I mean, a few short months' ago, I was living in a very quiet village (apart from all the rockets being fired from Hamas…) and the nearest Arab terrorist was hopefully many miles away.
Today, barely a day goes by when someone else doesn't tell me about a stabbing that happened up the road, round the corner, on the way to school. I sit here listening to all the multiple sirens going off, trying to work out in which direction they're headed and whether my children (or husband) are anywhere near.
Baruch Hashem, usually not.
But it's a massive test of emuna.
You should know, last Summer when my husband talked about moving to Jerusalem, the first 'issue' I had with it was the dangerous Arabs, and that was months before all the violence that's going on right now.
G-d is really putting my emuna that He's running the world to the test right now. Every time I leave the house. Every time my family leaves the house. I go through the whole mental process again:
"It's dangerous out there! Keep them home."

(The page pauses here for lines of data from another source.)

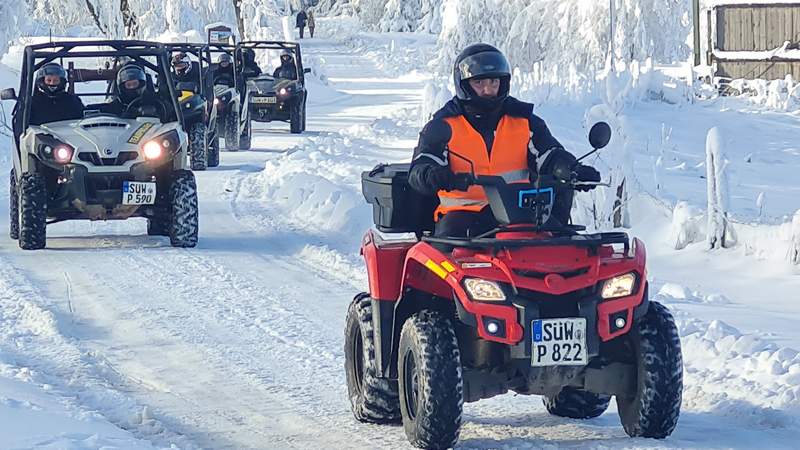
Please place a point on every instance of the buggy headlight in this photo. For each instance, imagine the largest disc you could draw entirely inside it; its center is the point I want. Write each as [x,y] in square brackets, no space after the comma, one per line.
[619,286]
[152,150]
[484,290]
[166,143]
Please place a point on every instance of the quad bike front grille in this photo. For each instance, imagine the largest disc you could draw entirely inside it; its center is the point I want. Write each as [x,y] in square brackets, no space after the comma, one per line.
[541,275]
[95,159]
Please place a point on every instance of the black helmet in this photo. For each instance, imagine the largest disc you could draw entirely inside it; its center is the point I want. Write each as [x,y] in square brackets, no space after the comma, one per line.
[51,69]
[126,88]
[481,61]
[181,63]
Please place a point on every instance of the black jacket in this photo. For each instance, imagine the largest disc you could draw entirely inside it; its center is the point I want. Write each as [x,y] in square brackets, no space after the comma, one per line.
[302,18]
[431,152]
[192,76]
[63,106]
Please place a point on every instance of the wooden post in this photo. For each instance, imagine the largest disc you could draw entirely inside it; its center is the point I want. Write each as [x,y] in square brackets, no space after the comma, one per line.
[696,30]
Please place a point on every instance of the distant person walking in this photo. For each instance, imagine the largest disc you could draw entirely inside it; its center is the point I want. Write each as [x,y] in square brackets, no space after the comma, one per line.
[302,18]
[311,23]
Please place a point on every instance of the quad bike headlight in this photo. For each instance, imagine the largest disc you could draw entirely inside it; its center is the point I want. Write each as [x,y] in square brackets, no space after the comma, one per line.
[619,286]
[484,290]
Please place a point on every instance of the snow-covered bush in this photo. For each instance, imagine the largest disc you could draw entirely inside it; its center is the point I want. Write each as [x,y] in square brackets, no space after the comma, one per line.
[720,233]
[686,226]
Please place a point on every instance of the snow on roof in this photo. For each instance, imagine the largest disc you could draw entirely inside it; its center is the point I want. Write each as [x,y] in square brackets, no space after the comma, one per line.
[781,52]
[714,3]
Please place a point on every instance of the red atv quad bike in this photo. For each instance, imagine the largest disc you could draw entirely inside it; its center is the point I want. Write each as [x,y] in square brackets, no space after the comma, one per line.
[532,306]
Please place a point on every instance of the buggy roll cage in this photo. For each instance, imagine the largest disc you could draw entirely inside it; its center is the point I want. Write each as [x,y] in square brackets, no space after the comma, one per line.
[293,47]
[50,51]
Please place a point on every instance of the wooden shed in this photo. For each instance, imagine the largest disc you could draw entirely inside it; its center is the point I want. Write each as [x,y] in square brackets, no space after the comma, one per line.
[755,40]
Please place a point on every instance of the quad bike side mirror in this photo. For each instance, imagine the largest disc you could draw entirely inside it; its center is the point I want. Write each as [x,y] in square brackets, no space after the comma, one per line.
[8,94]
[599,135]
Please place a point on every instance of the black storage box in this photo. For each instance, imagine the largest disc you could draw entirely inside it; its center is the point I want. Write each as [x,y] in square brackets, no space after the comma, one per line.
[396,207]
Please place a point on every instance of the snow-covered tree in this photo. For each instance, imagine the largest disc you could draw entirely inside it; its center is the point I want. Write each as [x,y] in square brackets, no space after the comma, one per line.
[794,245]
[720,233]
[401,15]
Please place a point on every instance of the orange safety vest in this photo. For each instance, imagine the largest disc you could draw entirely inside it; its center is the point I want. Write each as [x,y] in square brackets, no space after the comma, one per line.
[509,159]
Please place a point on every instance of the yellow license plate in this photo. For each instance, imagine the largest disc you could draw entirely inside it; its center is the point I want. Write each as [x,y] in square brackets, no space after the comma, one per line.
[264,100]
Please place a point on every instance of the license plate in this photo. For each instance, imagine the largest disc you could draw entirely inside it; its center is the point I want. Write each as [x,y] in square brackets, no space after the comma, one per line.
[558,342]
[264,100]
[138,193]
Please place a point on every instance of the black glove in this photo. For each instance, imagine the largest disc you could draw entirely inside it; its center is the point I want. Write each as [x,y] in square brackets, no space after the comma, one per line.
[461,181]
[586,174]
[440,178]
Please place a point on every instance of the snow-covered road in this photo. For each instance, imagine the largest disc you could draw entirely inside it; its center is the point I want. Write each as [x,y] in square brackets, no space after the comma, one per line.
[238,343]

"You can't. Don't scare them. Don't get all paranoid."
"But it's dangerous out there!"
"Nothing can happen unless Hashem wills it; just go put in some more tzedaka and pray on them some more…"
"How'd I get into this situation, anyway? How on earth did it happen that me, who's really scared of Arabs, is living a minute away from East Jerusalem and sending my kids to the Old City every day for school?"
"It's the socks, remember?"
Ahhh. The socks. The socks my kids point-blank refused to wear. The socks that barred them from every local school except one: the one in the Old City.
At this point, I either have to let it go, or I could seriously go crazy.
My husband said to me the other day, when we went to collect one kid from a friend's house in the middle of an unfriendly-looking Muslim village in East Jerusalem, that probably the Jews that live there have no idea what they are doing there, either.
Some coincidence, some fluke, some 'matzav' occurred, and they wound up there without really understanding how or why. G-d put them there, just like G-d put me and my family in our present surroundings.
One thing is for sure, it's building my day-to-day emuna like nothing else. If I didn't really believe in G-d, and in His goodness, and in the fact He's listening to my prayers and protecting my family, I think I'd have shipped out to Jamaica by now, or at the very least become an alcoholic ☺
Thank G-d for emuna, however imperfect and flawed. Without it, how on earth would we cope?